The Jakarta Composite Index (‘JCI’) climbed 5.30%. The market rallied after the nation passed a bill simplifying labor and investment rules, making it easier for companies to secure permits while exempting some dividend taxes. On top of that, Indonesia is considering a plan to reopen its international borders to regular travellers after the largest economy in South East Asia shut its borders to international visitors since April this year.
In the Philippines, the PSEi soared 7.84% in October. The Philippines market outperformed its peers in ASEAN amid positive sentiment from the easing COVID-19 situation in the country as daily new cases began to decrease with active cases averaging about 46,000 this month vs 58,000 in the previous month.
Vietnam’s VN-Index gained 2.24% m.o.m. The market continued its upward trend, supported by the central bank’s rate cuts that came into effect on 1st October and positive Q3 economic results, lifting expectation for improvements in Q3 company results.
Crude oil price (WTI) fell 11.01% to USD35.79 per barrel in October, while Brent crude tumbled 8.52% to USD37.46 per barrel. Oil price continued to fall amidst clouded outlook on demand due to resurgence of COVID-19 infections in the world and swelling US crude stockpiles. Crude palm oil (CPO) prices gained 14.55% to RM3,252/MT in October.

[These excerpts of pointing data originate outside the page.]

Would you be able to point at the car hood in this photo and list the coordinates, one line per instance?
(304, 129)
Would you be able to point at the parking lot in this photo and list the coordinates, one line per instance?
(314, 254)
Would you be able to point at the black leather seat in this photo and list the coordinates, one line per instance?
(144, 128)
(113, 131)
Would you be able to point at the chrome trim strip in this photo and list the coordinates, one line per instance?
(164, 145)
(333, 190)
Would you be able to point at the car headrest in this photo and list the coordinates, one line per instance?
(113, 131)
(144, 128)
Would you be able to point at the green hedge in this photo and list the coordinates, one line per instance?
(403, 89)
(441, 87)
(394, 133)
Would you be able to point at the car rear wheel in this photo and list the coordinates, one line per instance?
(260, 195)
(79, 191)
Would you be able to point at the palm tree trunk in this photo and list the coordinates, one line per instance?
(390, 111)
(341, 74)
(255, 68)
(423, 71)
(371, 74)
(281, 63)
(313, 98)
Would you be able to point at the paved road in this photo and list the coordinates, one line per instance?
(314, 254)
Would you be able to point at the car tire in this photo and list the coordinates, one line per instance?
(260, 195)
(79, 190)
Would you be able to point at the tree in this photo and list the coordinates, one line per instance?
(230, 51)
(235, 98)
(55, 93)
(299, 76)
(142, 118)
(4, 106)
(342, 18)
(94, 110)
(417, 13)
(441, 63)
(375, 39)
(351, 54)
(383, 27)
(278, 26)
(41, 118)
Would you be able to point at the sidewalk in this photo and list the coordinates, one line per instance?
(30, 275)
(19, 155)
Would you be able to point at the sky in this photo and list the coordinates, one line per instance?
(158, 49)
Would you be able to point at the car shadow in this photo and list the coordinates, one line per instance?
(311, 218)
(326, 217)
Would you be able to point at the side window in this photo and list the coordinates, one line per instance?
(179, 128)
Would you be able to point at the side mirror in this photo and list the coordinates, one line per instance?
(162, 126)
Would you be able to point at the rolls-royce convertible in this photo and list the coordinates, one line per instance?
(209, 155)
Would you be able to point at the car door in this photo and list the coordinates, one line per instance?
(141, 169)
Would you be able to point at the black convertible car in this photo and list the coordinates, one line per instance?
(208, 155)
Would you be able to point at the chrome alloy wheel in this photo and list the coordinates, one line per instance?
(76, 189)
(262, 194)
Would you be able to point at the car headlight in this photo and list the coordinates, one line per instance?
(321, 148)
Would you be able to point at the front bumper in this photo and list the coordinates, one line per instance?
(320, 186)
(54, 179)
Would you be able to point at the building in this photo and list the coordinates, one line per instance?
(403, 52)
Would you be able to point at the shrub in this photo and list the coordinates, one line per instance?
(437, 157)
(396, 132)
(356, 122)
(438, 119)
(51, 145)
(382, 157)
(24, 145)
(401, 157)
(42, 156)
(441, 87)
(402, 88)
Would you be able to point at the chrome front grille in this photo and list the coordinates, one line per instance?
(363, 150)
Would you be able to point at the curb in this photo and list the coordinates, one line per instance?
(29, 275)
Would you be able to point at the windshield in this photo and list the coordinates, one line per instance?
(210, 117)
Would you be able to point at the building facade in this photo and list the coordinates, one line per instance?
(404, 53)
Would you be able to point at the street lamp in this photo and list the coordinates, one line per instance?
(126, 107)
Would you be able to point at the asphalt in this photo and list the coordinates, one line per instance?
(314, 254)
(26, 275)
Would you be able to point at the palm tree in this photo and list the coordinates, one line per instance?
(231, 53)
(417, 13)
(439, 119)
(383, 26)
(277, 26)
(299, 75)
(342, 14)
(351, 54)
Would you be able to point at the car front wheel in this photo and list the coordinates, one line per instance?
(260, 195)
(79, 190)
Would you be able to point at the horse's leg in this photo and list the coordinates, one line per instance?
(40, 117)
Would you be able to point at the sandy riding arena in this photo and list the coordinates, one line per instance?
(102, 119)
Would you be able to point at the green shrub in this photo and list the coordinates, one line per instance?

All eyes are on who will be occupying the White House for the next four years. At the point of writing, the result of the US Presidential election is still unknown although the race is closer than polls had indicated. While vote counting should be winding up in matter of days, the prospect of the declaration of who is the winner being challenged, both in and outside the US Courts, will cause concerns and uncertainties. Globally, we have yet to shake off the scourge of Covid-19 pandemic. However, countries are determined to press on with progressive reopening of businesses and their borders to international travel, we are of the view that the worst in terms of the economic impact of the pandemic is likely to be over and countries are on the road of recovery, though instances of resurgence continue to appear. Despite the COVID-19 pandemic which has trampled the economy, US stock indices, in particular NASDAQ, have recovered very well since the market bottom in March 2020, driven by unprecedented fiscal and monetary injections. In terms of valuation, the US market is now the highest over the last 16 years. We remain cautious in the near term. The market can expect bouts of volatilities.
The resulting market volatilities may provide opportunities to increase exposure in value stocks that are sold down well below their intrinsic value. Also, despite the significant market recovery as shown by the market indices, there are still stocks with good fundamentals that are trading at depressed prices. Hence, we will be watchful for valuations that have become compelling, especially for quality stocks that have strong foreseeable earnings growth with low gearing. At the same time, as we never fully invest at all times, we may seek to trim our equity exposure on stocks which have rallied beyond their fundamentals.